All of us will face the end of this life one day -- but that isn’t the end of living. Existence will go on, but whether that is with or without God will be determined on what you do with the story and message of Easter. If you will believe in Jesus, believing that He was the perfect sacrifice paying for your sins and mine, then you too can experience the victory over death! The Bible makes it clear that all of us have a sin problem, and that sin problem keeps us separated from God. Left to ourselves, there is nothing we can do to remedy our sin problem. If we die with our sin problem not dealt with, we spend eternity without God. But God didn’t leave us by ourselves to resolve our sin problem.

Instead, He sent Jesus to take care of our sin problem. Jesus lived the perfect life, and when He died, the sin of the world was placed on Him. The penalty you and I couldn’t pay was paid by God’s perfect Son. And when He walked out of the tomb on Easter Sunday, He proved He was the lamb of God who could take away our sin.

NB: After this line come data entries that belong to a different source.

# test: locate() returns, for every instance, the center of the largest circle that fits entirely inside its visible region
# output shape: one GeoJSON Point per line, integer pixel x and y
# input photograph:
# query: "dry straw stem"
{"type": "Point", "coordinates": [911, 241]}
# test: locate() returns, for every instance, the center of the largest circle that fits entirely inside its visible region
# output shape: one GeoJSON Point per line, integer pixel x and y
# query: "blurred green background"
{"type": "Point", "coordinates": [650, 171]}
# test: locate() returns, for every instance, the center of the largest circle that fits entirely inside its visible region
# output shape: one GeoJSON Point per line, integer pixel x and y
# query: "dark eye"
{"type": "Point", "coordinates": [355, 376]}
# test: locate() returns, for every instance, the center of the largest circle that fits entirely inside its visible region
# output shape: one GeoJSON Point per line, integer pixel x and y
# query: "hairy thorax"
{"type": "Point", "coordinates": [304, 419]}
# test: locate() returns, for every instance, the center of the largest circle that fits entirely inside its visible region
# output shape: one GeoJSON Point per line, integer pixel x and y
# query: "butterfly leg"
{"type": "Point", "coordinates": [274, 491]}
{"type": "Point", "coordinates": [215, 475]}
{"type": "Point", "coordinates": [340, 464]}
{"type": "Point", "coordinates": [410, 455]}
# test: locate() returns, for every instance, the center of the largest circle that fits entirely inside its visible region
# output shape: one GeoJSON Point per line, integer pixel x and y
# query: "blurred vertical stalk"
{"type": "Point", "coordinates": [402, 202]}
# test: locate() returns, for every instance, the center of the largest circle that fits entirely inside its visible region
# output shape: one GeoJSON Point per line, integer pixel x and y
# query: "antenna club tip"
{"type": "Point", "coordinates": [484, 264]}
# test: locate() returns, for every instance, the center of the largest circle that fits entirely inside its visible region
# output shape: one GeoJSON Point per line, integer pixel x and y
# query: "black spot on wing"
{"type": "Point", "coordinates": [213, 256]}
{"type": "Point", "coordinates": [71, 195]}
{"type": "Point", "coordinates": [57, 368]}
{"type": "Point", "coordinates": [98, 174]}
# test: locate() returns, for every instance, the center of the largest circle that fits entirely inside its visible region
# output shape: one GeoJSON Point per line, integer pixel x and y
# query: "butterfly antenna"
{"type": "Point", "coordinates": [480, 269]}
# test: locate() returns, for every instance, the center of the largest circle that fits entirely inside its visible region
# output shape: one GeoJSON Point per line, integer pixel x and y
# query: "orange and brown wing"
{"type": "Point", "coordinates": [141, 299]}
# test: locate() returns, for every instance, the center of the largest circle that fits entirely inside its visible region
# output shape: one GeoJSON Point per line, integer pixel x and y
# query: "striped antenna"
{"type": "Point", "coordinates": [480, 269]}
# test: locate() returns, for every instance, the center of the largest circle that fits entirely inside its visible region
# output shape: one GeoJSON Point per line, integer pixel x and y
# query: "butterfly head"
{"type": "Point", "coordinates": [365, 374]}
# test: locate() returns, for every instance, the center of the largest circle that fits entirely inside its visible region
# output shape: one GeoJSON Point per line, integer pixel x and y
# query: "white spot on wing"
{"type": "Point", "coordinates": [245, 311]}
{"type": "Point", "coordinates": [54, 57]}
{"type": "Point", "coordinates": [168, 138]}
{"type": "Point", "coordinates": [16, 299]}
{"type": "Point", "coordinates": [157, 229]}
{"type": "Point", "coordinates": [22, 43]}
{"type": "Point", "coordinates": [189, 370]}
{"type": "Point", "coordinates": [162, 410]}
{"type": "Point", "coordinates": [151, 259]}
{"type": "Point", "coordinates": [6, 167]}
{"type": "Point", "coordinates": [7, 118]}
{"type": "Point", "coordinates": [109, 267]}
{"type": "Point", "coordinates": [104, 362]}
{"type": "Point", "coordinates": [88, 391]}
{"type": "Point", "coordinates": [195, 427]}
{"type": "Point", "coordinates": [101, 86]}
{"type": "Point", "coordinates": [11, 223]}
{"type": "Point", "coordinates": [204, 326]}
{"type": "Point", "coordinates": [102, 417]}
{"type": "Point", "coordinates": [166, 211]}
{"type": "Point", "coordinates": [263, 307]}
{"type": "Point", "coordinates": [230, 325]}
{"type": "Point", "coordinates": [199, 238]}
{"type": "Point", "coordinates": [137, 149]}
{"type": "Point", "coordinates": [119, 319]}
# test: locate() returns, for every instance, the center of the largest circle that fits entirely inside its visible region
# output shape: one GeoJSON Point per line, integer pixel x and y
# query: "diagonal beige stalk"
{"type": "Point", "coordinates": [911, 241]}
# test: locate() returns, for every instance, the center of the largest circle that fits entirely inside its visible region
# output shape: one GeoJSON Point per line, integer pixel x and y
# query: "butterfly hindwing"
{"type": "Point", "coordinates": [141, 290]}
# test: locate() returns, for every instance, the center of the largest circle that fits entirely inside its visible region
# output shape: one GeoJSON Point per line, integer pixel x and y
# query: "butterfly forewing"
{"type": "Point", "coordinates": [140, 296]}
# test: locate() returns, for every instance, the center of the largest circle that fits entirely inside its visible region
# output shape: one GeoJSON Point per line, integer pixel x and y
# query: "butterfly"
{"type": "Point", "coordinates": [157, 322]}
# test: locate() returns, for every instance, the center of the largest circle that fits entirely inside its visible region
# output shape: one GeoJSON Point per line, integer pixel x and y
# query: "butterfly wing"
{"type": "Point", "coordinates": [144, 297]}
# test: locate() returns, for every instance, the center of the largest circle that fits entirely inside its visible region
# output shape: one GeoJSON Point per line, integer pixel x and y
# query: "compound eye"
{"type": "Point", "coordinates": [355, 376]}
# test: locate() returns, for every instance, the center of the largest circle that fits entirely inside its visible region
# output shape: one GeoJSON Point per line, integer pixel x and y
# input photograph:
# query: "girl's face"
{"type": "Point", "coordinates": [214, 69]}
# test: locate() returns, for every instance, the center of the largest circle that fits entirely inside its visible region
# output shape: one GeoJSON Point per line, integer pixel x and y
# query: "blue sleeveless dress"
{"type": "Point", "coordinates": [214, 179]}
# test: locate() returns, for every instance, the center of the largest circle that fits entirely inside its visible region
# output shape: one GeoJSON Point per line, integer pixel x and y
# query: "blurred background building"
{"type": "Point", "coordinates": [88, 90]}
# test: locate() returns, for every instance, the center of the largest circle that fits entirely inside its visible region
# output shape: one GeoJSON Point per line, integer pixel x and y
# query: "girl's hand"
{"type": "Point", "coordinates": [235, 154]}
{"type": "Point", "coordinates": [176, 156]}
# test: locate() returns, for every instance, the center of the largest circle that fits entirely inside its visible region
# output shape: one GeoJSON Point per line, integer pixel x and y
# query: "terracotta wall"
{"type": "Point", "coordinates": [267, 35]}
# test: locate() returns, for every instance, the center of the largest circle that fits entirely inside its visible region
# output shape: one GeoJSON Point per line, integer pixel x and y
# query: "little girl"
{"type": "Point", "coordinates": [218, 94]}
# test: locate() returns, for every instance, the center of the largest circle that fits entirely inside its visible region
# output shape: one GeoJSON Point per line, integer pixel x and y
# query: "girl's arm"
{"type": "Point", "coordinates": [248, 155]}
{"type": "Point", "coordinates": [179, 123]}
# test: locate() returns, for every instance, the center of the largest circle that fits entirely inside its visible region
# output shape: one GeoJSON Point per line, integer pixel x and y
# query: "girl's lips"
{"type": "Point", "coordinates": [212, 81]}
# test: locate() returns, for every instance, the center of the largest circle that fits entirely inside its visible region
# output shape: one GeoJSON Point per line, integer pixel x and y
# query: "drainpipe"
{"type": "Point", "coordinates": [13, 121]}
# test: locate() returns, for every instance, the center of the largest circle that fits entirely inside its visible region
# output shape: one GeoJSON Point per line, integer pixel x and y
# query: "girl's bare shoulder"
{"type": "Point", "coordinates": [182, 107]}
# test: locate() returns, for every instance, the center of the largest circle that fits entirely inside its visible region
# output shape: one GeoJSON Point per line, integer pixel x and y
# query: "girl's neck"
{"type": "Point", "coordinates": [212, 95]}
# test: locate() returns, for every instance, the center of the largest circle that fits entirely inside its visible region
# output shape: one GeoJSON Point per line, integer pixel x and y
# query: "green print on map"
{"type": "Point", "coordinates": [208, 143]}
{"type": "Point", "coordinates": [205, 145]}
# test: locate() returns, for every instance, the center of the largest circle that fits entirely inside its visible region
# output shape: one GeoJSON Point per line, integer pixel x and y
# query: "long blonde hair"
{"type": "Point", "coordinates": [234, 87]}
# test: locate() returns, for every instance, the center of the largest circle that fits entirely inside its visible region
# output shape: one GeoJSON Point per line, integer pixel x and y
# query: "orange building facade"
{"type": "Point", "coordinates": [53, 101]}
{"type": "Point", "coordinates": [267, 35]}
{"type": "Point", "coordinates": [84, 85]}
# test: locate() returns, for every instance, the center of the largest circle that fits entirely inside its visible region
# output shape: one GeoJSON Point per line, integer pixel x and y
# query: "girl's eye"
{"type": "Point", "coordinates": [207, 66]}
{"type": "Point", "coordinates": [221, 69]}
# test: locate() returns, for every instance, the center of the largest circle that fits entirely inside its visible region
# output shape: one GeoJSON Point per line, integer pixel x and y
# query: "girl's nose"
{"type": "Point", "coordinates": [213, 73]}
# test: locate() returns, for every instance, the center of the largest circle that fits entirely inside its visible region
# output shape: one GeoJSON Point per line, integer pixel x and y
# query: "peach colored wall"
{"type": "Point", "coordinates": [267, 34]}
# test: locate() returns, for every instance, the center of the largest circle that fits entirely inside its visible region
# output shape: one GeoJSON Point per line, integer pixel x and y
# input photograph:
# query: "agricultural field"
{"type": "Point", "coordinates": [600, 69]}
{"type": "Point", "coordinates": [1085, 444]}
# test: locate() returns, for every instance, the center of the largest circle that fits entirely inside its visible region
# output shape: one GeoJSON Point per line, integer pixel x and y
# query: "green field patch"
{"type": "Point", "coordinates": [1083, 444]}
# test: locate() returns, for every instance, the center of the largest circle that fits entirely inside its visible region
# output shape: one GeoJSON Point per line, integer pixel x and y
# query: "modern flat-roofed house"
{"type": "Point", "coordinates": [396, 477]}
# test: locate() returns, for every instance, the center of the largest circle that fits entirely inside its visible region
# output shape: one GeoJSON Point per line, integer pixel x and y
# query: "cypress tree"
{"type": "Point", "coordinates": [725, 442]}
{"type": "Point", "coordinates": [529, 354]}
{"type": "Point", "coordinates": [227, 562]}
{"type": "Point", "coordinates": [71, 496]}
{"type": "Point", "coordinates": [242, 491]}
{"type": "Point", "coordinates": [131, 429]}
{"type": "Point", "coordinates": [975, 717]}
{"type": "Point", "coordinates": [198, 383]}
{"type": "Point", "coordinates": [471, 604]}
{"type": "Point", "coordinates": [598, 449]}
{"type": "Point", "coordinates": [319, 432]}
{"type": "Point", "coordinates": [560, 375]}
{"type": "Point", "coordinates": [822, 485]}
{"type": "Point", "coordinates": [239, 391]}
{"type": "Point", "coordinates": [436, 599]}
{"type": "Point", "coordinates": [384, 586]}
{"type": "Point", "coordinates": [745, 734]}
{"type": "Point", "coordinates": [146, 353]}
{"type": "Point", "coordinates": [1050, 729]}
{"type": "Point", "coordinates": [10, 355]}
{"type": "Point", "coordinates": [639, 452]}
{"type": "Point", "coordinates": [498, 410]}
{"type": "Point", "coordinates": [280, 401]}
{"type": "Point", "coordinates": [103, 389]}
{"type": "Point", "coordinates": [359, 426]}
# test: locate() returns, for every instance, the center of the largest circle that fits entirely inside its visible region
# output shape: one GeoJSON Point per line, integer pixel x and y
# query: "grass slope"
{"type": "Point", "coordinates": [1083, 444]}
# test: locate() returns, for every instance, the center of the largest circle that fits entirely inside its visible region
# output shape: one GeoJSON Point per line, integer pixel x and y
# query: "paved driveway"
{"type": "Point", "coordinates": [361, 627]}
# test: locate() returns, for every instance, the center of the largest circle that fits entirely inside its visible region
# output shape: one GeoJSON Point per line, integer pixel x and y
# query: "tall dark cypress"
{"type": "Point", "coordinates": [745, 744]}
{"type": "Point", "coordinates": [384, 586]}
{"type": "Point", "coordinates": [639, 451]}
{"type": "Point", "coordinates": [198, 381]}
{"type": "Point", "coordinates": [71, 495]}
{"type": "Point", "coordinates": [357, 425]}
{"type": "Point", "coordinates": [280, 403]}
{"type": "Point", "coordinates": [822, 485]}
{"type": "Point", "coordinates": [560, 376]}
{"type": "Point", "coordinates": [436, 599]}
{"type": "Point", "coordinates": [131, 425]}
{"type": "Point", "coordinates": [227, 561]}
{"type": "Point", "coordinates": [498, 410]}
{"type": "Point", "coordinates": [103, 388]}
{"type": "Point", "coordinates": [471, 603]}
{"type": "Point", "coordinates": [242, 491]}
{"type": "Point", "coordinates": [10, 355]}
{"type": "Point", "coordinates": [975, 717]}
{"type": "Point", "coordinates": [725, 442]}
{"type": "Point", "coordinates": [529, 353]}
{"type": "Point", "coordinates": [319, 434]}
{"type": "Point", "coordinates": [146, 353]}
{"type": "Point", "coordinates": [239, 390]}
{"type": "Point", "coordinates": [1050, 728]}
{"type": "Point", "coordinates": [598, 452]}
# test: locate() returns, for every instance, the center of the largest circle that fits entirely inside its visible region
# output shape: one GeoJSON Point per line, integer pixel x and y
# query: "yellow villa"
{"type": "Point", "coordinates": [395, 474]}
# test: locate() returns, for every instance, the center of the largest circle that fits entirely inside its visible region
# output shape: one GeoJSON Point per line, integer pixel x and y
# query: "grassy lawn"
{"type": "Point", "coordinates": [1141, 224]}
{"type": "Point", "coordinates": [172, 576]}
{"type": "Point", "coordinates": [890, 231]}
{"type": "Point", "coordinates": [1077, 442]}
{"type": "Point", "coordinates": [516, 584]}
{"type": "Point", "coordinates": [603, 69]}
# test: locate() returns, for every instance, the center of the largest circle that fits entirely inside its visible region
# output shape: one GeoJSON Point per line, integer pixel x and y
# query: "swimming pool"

Easter reminds us that God always triumphs: It can be easy to think that evil is winning the battle; that the world is going to hell in a hand basket. In some regards it is, but can you imagine how the disciples felt the night Jesus was crucified? They must have thought the biggest evil was about to overcome the greatest good -- they must have been certain that Satan had won.

Imagine the scene three days later when the tomb was empty and Jesus was showing up in locked rooms, popping up on roads near Jerusalem and being seen by over 500 people at one time. Suddenly evil didn’t seem so strong and God’s triumph was certain. No matter how dark things become, no matter how impossible the victory looks for God -- He will always defeat evil! Sometimes we get into the idea that God and Satan are equal titans of power and the shift from one to other is volatile. Nothing could be further from the truth! God isn’t “competing” with Satan. God isn’t going toe-to-toe with evil. God has won, and no matter how powerful or dark evil is -- God is always stronger.

Easter reminds us that the brightest days can come from the darkest nights: Jesus experienced excruciating pain and sorrow the nights leading up to His own death. His disciples deserted Him, they let Him down when He needed them most and one of His closest friends actually betrayed Him to His death. On top of that, Jesus experienced a separation from His Heavenly Father that words cannot express. On the cross, Jesus said, “My God, My God, Why have you forsaken me?” right before He died. The penalty for the world’s sin was placed on Him, and the Father and Son experienced some kind of interruption in their relationship that neither had ever experienced before. No words can describe how dark those nights before Good Friday were.

But Easter Sunday reminds us that the brightest days come through those dark nights. Hebrews 12:3 tells us that “[Jesus], who for the joy set before Him, endured the cross, scanning it’s shame…” Joy? Yes…Joy! The darkest of nights brought the brightest of days, and Jesus knew that walking through the darkness of the crucifixion was a precursor to the joy that only God could bring.

When you and I walk through the darkness of trials and hard times, we must remember that the the brightest days come after those dark nights. When it seems like everyone or everything is against us, God’s ability to bring beauty from ashes isn’t reduced; instead, His power is manifested more clearly!

Easter is a great celebration, and a great time to remember that an Overboard Life is possible, not because of who we are, but because of who God is and what He has done for us. 

Happy Easter. And now's a great time to take the plunge, because life is always better on the water.